Ogden Valley abundance...

I had three days to get after a project I am working on for Telemark Skier Magazine about Utah's Ogden Valley. My flight to Japan was fast approaching, I was way behind on getting ready, and my Dad and brother were flying in to Salt Lake City in order to hang out for a few days before I left. Needless to say I had a lot to attend to when you throw in my night job as well. Just a day in the life this time of year though. Kjell Ellefson, was coming into town to shoot the photos for the project and we only had three days to make something come together. 

^I set up an early morning rendezvous at Snowbasin for day one. I had scheduled two days to get some shots there, and the conditions were going to be tough. We had received a lot of wind, and I was worried about windslabs up in the higher elevations. Sunrise on the peaks was a good start to the effort.

^In typical Snowbasin style though, we prevailed. I had a great crew that included Kjell, myself, Matt Shortland, Loren Griswold on day one, and Andrew Schauer on day two.  In the photo above, Matt, is making a big fast swooper turn with a glorious looking inversion setting in behind Snowbasin's Sister Chutes. After two days we had enough in the bag to be able to feel good about this aspect of the project. We will still need to shoot some more, but we at least have a good start.

^It is easy to smile on the drive home after two days of getting after it with some success. This project still has a lot left to wrap it up, but a good start is comforting. A view like this on the drive home doesn't hurt the spirit either.

^A good day in the mountains must be served with a hard nights work in the bucket. Deicing airplanes suits me because it runs in lock step with the winter state of mind I reside in this time of year. The deicers are the only other folks I know outside the ski world that pay as much attention to storm cycles and the intricacies of precipitation. They don't look at me like I am speaking spanish when I start going off on the factors that accelerate the faceting process. They know that frosty wings are created by the same factors. 

^On day three of the shoot we traveled over to Powder Mountain. These tracks in the morning came via the Adventure Center at Powder Mountain. Chad Hart runs the program at the Adventure Center. What a fantastic program it is too. Powder Mountain offers up the guided backcountry experience to all levels of snow riders with Snowcat Powder Safari tours, Single Ride Cat Skiing, and Guided Inbounds and Backcountry tours. From the die hard touring monster to the weekend warrior, there is something for everyone to get their powder fix. I had a four-man crew with myself, Kjell, Andrew and local Ben Geiger. We scored these glorious tracks shown above in Powder's guided skin and ski terrain. Our guides, Brian Pollick, and Chad loaded us into the Lightning Ridge single ride cat and took us out for these goods. A short skin back to the ridge, and we rallied another lap before lunch. 

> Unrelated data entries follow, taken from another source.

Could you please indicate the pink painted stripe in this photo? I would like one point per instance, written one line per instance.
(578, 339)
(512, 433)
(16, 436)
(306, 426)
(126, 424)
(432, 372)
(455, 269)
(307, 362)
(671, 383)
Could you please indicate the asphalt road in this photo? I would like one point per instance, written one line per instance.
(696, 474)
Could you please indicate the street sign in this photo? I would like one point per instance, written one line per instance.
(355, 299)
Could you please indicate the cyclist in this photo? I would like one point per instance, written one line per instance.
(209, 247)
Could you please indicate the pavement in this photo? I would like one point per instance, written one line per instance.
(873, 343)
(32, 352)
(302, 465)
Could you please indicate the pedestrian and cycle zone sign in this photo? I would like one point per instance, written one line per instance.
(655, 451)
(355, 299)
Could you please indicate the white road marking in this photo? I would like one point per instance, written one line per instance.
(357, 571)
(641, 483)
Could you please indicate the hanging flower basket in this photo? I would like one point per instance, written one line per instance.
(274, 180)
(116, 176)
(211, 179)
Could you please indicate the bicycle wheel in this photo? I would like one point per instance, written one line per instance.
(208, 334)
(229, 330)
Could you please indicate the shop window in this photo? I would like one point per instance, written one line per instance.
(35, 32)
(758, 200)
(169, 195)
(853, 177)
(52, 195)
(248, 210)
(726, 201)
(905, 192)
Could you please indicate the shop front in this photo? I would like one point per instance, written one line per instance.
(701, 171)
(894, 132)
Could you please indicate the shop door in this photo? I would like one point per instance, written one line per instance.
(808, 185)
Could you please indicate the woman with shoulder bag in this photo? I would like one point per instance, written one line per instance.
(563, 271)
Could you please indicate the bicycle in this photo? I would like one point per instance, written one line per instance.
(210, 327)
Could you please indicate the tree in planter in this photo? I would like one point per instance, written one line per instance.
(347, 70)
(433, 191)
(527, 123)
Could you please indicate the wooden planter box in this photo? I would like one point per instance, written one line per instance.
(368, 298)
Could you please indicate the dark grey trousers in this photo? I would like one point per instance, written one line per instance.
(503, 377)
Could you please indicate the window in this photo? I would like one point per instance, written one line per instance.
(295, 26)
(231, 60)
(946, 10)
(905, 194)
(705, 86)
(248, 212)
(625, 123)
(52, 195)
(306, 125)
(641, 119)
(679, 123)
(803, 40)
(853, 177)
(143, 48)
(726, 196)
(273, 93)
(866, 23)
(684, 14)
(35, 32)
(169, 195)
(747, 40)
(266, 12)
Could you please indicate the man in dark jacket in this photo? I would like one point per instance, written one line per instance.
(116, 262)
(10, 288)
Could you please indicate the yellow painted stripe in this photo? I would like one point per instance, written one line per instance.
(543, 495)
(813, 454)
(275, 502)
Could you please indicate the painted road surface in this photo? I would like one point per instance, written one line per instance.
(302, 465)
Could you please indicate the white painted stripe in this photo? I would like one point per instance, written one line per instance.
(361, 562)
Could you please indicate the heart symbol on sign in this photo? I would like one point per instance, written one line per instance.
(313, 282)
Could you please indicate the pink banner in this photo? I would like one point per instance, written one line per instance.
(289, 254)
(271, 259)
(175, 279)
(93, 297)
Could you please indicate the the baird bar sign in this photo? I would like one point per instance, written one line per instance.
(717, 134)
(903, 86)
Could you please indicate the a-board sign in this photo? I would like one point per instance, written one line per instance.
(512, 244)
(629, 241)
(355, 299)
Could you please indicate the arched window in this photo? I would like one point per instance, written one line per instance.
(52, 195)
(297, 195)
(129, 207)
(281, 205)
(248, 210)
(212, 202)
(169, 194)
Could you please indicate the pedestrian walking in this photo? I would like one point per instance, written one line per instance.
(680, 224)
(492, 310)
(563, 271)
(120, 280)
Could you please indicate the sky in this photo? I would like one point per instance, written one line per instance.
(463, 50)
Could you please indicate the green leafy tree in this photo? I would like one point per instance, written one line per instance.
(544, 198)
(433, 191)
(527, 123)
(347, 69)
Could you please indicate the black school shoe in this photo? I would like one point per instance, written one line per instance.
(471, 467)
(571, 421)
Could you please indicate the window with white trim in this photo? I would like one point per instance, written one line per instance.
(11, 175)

^Chad treated us to some delicious burgers for lunch in the Powder Keg, and we talked over the afternoon plan. He arranged the Powder Safari cat to load us up at the top of the Hidden Lake chairlift. The afternoon would be the grand tour of the vast accessible acreage of endless powder. Powder Mountain never ceases to amaze me when I get a clear day to see all of the skiable acreage they have. It is just so vast, and so fresh. Rolling around in the cat skiing terrain brought it home even more to me just how much terrain there is at Powder Mountain. Now with the Adventure Center backcountry program they are finally able to properly offer all of it to the people. 

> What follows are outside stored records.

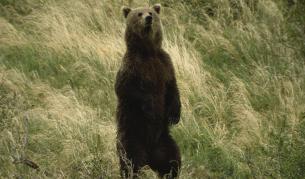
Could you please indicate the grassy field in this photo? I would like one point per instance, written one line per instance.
(240, 68)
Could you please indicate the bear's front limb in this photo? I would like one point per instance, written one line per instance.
(172, 102)
(165, 158)
(133, 157)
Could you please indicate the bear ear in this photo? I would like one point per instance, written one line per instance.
(126, 11)
(157, 8)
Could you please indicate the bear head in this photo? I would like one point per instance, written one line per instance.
(143, 27)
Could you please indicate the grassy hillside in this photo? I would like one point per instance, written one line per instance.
(240, 68)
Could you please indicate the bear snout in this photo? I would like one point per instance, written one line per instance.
(148, 20)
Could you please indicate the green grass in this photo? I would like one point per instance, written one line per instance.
(240, 69)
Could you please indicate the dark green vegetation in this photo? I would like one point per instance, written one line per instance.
(241, 73)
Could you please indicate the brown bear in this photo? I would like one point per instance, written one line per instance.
(148, 98)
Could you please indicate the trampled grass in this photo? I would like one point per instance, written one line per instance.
(239, 65)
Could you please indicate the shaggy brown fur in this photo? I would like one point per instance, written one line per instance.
(148, 98)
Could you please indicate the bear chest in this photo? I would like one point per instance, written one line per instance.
(154, 76)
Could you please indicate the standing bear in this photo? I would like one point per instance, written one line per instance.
(148, 98)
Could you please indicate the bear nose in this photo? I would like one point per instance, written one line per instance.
(148, 19)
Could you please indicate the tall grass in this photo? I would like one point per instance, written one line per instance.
(240, 69)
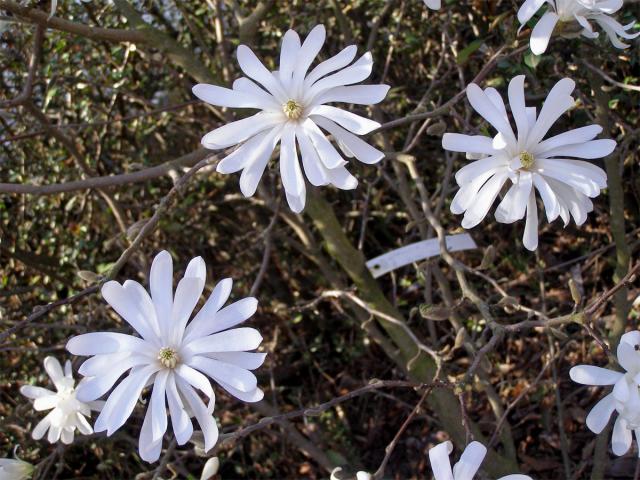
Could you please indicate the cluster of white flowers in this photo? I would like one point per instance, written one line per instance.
(625, 397)
(178, 356)
(579, 13)
(527, 161)
(293, 107)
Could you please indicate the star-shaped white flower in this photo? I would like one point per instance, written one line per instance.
(293, 110)
(173, 355)
(67, 412)
(466, 467)
(625, 397)
(574, 11)
(15, 469)
(530, 163)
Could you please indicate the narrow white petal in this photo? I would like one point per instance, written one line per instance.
(161, 287)
(97, 343)
(439, 459)
(541, 34)
(204, 318)
(203, 415)
(470, 461)
(238, 339)
(621, 437)
(591, 375)
(530, 238)
(352, 122)
(360, 149)
(229, 373)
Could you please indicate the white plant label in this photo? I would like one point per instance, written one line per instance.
(416, 252)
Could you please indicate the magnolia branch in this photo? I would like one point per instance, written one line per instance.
(323, 407)
(144, 231)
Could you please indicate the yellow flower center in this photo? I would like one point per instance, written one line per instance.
(292, 109)
(168, 357)
(527, 161)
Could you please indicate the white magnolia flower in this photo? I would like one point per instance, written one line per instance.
(625, 397)
(173, 355)
(361, 475)
(67, 412)
(526, 160)
(15, 469)
(293, 108)
(570, 11)
(466, 467)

^Chad capped off our day in perfect fashion with a "Sunset Safari" cat tour. Right after we skied some clean powder through Mary's Bowl the cat picked us up, and rolled us up to an amazing overlook. As the sun began to set on our day we were all high fives at the views. Each of us were snapping Instagram photos to brag to our friends that we were finishing out a day of untracked guided cat skiing with the best kind of sunset over high alpine terrain. As the cat rolled to deliver us back to the real world in the glow of the sunset and high spirits, we passed more and more untracked acreage. After all, it is called Powder Mountain for a reason. I could not have asked for a better finish to a three day shoot that was put together in crunch time fashion. Kjell was shortly off to Sweden, and Ben and I were heading to Japan. Time was short, but the Ogden Valley Wasatch provided. As usual.